From: Gautham R Shenoy <ego@in.ibm.com>
To: Ingo Molnar <mingo@elte.hu>
Cc: Jiri Slaby <jirislaby@gmail.com>,
linux-kernel@vger.kernel.org,
Linux-pm mailing list <linux-pm@lists.linux-foundation.org>,
Andrew Morton <akpm@linux-foundation.org>,
Arjan van de Ven <arjan@linux.intel.com>,
Thomas Gleixner <tglx@linutronix.de>
Subject: Re: broken suspend (sched related) [Was: 2.6.24-rc4-mm1]
Date: Mon, 10 Dec 2007 16:38:18 +0530 [thread overview]
Message-ID: <20071210110818.GC12880@in.ibm.com> (raw)

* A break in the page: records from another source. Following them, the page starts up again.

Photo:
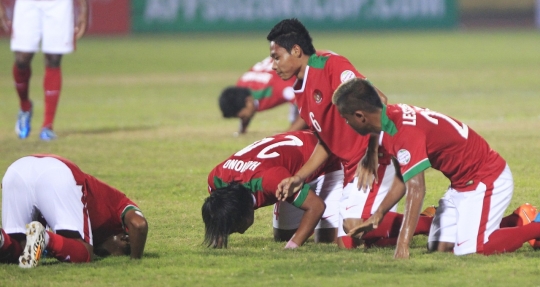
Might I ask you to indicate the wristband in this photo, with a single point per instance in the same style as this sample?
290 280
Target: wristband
291 245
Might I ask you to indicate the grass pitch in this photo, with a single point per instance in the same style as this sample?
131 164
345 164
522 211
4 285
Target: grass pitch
141 113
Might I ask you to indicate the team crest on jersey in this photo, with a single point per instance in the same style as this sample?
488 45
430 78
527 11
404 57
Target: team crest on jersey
347 75
317 96
403 156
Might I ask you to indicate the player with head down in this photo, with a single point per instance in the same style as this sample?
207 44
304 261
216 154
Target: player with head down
468 219
84 214
259 89
318 75
247 180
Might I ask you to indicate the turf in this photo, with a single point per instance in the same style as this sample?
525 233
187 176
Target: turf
141 113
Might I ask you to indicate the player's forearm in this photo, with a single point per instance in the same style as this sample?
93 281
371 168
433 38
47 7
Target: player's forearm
137 230
298 124
318 157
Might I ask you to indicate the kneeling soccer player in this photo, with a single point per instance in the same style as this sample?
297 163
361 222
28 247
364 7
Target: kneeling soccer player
248 180
85 215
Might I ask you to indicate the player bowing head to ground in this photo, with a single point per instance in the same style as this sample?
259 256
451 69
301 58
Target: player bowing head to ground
84 214
469 215
259 89
248 179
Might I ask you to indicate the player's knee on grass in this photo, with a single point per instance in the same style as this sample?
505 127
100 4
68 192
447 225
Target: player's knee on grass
283 234
439 246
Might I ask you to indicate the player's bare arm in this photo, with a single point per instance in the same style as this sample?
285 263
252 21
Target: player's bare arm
367 167
290 185
4 21
298 124
416 190
395 194
82 19
314 208
137 230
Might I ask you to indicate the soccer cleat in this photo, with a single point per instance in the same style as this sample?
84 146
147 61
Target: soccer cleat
47 134
429 211
35 245
527 213
22 127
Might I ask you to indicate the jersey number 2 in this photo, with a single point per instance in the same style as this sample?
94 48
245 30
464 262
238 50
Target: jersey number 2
265 152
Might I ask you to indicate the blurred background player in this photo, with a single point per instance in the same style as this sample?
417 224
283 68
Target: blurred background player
248 179
259 89
84 214
470 214
52 23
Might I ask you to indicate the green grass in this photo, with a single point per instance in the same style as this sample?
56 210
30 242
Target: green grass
141 113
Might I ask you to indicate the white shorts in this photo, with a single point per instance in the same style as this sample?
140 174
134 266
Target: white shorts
34 185
469 218
47 21
363 203
328 187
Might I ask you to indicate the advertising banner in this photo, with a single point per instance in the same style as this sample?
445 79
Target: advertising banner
246 15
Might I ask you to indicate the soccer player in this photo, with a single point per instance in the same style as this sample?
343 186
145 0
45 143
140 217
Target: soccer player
247 180
469 215
318 75
85 215
257 90
51 23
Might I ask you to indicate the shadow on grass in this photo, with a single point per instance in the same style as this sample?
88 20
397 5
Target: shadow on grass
106 130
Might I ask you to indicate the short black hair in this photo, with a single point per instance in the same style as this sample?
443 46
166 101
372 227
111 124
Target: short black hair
232 100
290 32
223 210
356 94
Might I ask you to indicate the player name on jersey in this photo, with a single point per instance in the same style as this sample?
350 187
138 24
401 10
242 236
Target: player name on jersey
240 165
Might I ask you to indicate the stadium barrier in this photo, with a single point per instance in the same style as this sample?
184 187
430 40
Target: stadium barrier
247 15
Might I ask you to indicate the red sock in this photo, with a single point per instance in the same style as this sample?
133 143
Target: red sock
67 249
391 224
511 220
348 242
22 80
52 84
11 250
510 239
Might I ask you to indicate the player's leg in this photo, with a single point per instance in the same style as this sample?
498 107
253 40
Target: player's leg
286 219
62 203
26 35
58 39
329 188
358 204
17 208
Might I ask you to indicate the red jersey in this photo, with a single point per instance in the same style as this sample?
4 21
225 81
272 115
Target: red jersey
106 205
262 165
324 73
267 88
420 138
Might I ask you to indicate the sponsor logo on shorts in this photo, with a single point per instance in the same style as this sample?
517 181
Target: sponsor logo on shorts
403 156
317 96
347 75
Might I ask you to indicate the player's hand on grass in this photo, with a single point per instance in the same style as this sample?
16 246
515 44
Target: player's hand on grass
366 226
402 252
288 187
367 171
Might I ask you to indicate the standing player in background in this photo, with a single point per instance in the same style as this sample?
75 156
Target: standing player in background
248 179
257 90
317 77
52 23
470 214
86 215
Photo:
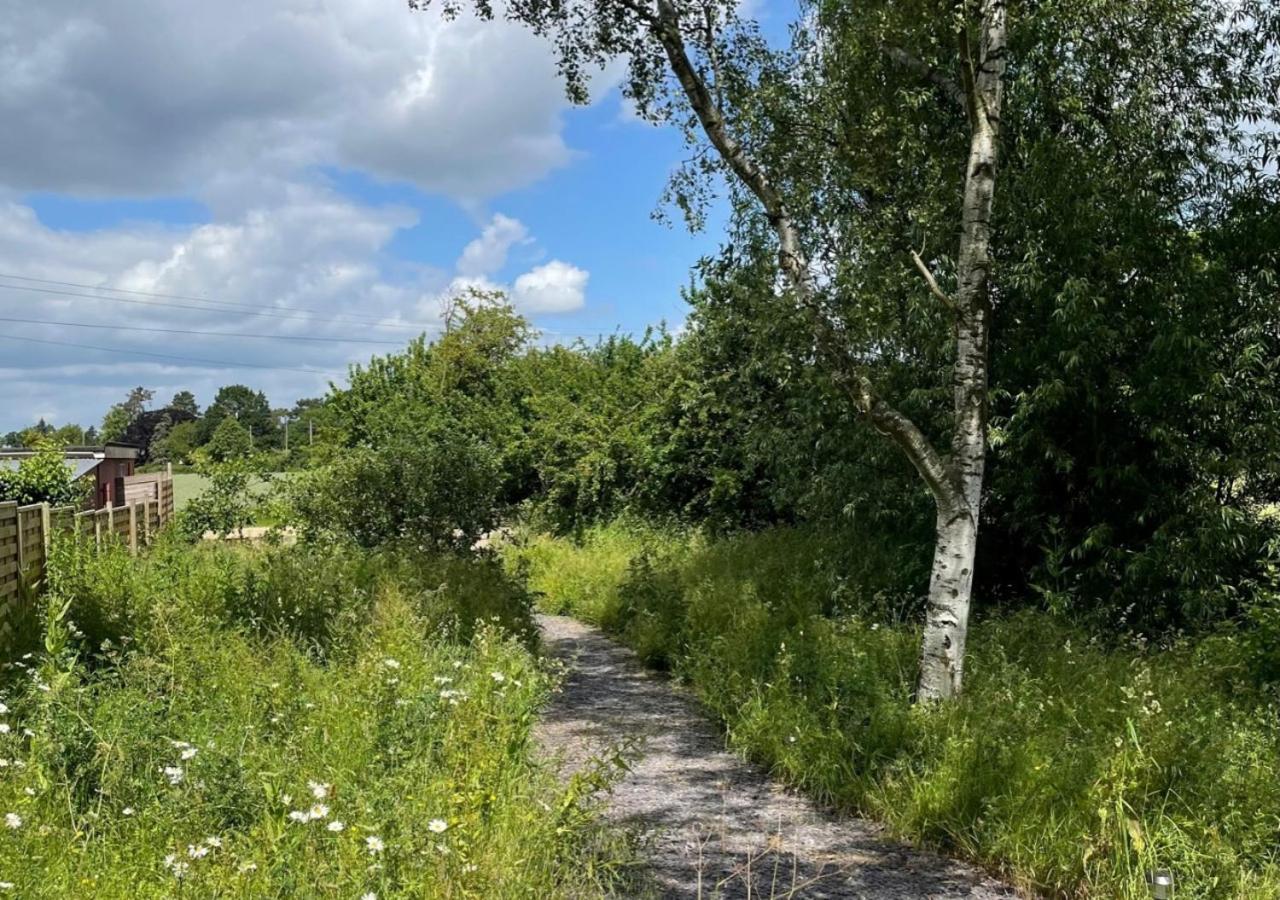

In-Reply-To: <20071210102157.GB31103@elte.hu>
On Mon, Dec 10, 2007 at 11:21:57AM +0100, Ingo Molnar wrote:
>
> * Gautham R Shenoy <ego@in.ibm.com> wrote:
>
> > > i'm wondering, what's the proper CPU-hotplug safe sequence here
> > > then? I'm picking a CPU number from cpu_online_map, and that CPU
> > > could go away while i'm still using it, right? What's saving us
> > > here?
> >
> > In this particular case, we are trying to see if any task on a
> > particular cpu has not been scheduled for a really long time. If we do
> > this check on a cpu which has gone offline, then a) If the tasks have
> > not been migrated on to another cpu yet, we will still perform that
> > check and yell if something has been holding any task for a
> > sufficiently long time. b) If the tasks have been migrated off, then
> > we have nothing to check.
>
> say we've got 100 CPUs, so we've got 100 watchdog tasks running - one
> for each CPU. Checking for hung tasks is a global operation not a
> per-CPU operation (we iterate over the global tasklist), hence only one
> CPU should really be calling this function. That online-cpus logic
> achieves this by picking a single CPU. Perhaps it would be better to
> keep a hung_task_checker_cpu variable that is driven from a
> CPU-hotplug-down notifier? That way if a CPU is brought down we can
> update hung_task_checker_cpu to another, still-online CPU. (this would
> also be faster, because event-driven)
Do you mean something like this?
From: Gautham R Shenoy <ego@in.ibm.com>
softlockup: update check_cpu during cpu-hotplug
Update the check_cpu value during a cpu-hotplug operation
so that we don't check for hung tasks on a cpu which is about
to go offline.
Signed-off-by: Gautham R Shenoy <ego@in.ibm.com>
Cc: Ingo Molnar <mingo@elte.hu>
Cc: Thomas Gleixner <tglx@linuxtronix.de>
Cc: Jiri Slaby <jirislaby@gmail.com>
---
kernel/softlockup.c | 14 ++++++++++++--
1 files changed, 12 insertions(+), 2 deletions(-)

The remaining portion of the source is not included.